La sorte del rapporto in caso di premorienza del beneficiario può rivestire un ruolo centrale nella realizzazione degli obiettivi economici di rilevanza successoria — così come accade per gli scopi di liberalità, in vita del contraente, nelle forme che erogano la prestazione in caso di sopravvivenza — che sono sottesi alla stipulazione del contratto assicurativo. Una scelta inconsapevole può determinare effetti imprevisti, che divengono irreversibili quando decede anche il contraente-assicurato.

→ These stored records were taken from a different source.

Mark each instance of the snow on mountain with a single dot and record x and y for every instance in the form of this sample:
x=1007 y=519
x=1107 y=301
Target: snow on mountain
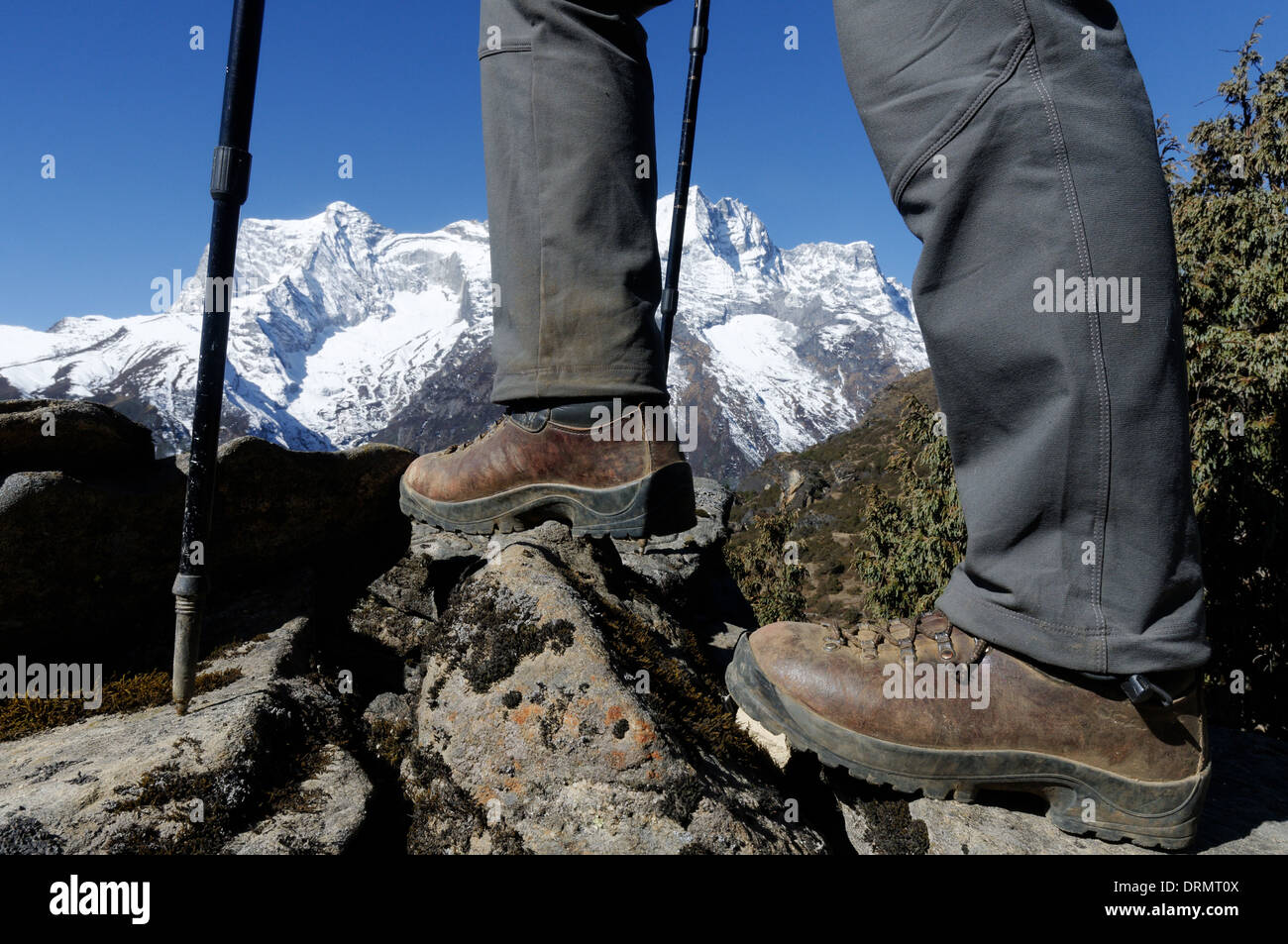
x=344 y=331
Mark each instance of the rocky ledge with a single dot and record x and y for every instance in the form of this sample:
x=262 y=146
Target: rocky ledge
x=376 y=686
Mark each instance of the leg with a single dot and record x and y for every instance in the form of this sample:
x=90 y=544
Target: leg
x=567 y=119
x=567 y=130
x=1018 y=154
x=1024 y=159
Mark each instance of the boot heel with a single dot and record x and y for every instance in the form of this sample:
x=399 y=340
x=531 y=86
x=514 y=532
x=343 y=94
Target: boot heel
x=660 y=504
x=1150 y=814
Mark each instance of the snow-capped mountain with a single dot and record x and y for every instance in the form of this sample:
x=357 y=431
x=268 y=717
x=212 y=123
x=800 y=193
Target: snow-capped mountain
x=344 y=331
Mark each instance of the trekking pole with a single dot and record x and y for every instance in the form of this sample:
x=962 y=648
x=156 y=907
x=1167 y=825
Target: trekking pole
x=230 y=179
x=671 y=288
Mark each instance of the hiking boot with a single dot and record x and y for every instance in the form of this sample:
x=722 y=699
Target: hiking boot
x=621 y=476
x=926 y=706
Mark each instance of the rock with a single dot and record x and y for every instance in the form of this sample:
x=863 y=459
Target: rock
x=274 y=505
x=90 y=523
x=1244 y=811
x=329 y=809
x=774 y=745
x=562 y=713
x=250 y=768
x=69 y=436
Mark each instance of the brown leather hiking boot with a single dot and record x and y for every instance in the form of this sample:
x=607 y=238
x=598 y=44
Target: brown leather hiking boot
x=617 y=478
x=930 y=707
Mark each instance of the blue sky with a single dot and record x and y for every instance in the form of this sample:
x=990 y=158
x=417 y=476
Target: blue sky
x=130 y=115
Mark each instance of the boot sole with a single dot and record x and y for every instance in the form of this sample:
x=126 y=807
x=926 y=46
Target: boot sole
x=1155 y=814
x=658 y=504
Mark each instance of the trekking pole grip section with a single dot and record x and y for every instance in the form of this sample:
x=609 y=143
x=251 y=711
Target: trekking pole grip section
x=230 y=183
x=698 y=37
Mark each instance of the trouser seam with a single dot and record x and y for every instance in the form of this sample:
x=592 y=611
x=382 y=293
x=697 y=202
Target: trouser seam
x=1037 y=621
x=541 y=217
x=1080 y=235
x=973 y=108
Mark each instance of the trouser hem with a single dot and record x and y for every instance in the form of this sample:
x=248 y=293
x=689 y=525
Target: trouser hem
x=574 y=380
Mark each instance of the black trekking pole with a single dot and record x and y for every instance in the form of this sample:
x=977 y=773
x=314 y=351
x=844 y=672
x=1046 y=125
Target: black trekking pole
x=230 y=179
x=671 y=288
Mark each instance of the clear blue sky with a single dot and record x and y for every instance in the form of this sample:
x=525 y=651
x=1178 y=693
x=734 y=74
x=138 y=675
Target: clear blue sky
x=130 y=115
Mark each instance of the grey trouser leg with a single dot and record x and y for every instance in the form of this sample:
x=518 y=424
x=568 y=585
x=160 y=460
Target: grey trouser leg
x=572 y=198
x=1017 y=154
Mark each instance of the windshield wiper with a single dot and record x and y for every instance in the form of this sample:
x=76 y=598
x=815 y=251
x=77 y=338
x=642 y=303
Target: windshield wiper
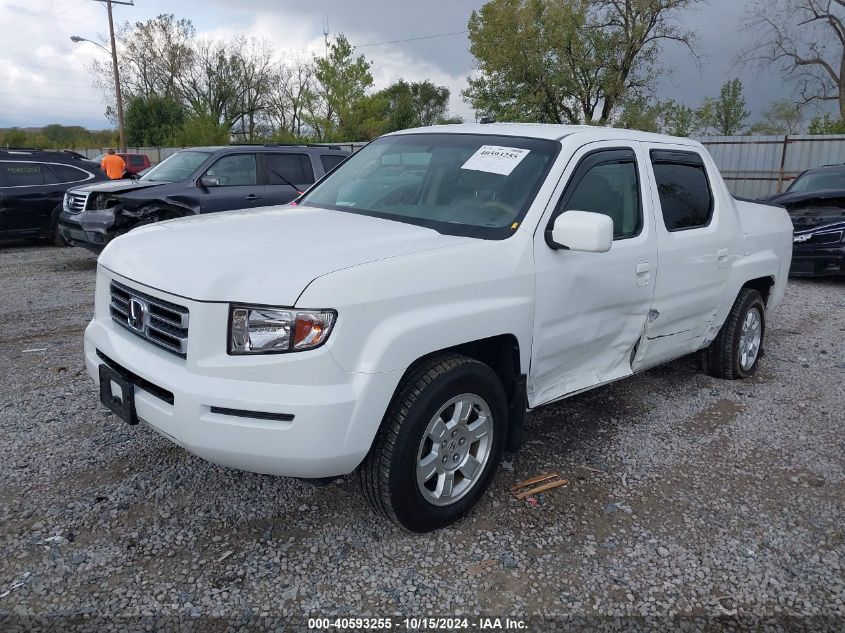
x=286 y=181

I possibili esiti, come si avrà modo di illustrare in relazione ad ipotesi maggiormente frequenti, possono essere assai differenziati in dipendenza del titolo di attribuzione della somma assicurata e, a seguire, nell'individuazione del criterio di ripartizione fra gli aventi diritto.
2. Le polizze di assicurazione sulla vita prevedono per prassi contrattuale la designazione dei beneficiari, in caso di morte dell'assicurato, al momento della sottoscrizione del contratto, con la possibilità di modificare successivamente la designazione effettuata. Quest'ultima può essere a favore di uno o più soggetti specificamente individuati oppure può risultare genericamente rivolta agli eredi legittimi ovvero agli eredi testamentari. Attraverso il buon funzionamento della clausola che disciplina la designazione beneficiaria il contraente realizza l'obiettivo di previdenza che caratterizza l'operazione assicurativa. Pertanto, le modalità di eserci zio dei diritti contrattuali relativi alla designazione ed all'eventuale successiva revoca o modifica devono essere considerate caratteristiche essenziali dell'operazione economica che il contraente intendere realizzare (3). Allo stesso modo — anzi a maggior ragione — dovrebbero essere considerati rilevanti anche gli effetti giuridici che conseguono alla premorienza del beneficiario.
Per sviluppare l'analisi relativa agli effetti sulla destinazione della prestazione assicurata che derivano dalla premorienza del beneficiario, si sono disegnati quattro possibili scenari, i primi due caratterizzati dalla presenza di eredi legittimi e i rimanenti due dall'esistenza di eredi testamentari. Inoltre, si porrà a confronto la sorte della della somma assicurata — nel caso in cui uno dei beneficiari premuoia al contraente ed assicurato — rispetto alla situazione che invece si determina quando il decesso di uno dei beneficiari segue quello dello stipulante, ma precede la liquidazione da parte della compagnia.
Nel primo caso si ipotizza che la polizza riporti una designazione a favore degli eredi legittimi, che sono B e C. Si prevede che B premuoia al contraente-assicurato e che lasci il coniuge e due figli. Si immagina, evidentemente, che C resti in vita. Il secondo scenario prevede che la polizza riporti una designazione a favore degli eredi legittimi, che sono B e C. Si prevede che B muoia successivamente al contraente-assicurato A — in pendenza del pagamento da parte dell'assicuratore — e che lasci il coniuge e due figli. Si immagina, evidentemente, che C resta in vita. Il terzo scenario prevede che la polizza riporti una designazione a favore degli eredi testamentari, che sono B e C. Si ipotizza che B premuoia rispetto al contraente-assicurato e che lasci il coniuge e due figli. Come nei precedenti, C resta in vita. Nel quarto ed ultimo scenario si immagina che la polizza riporti una designazione da parte del contraente-assicurato a favore degli eredi testamentari, che sono B e C. Si ipotizza che B muoia successivamente al contraente-assicurato A — in pendenza del pagamento da parte dell'assicuratore — e che lasci il coniuge e due figli. Come nei precedenti, C resta in vita.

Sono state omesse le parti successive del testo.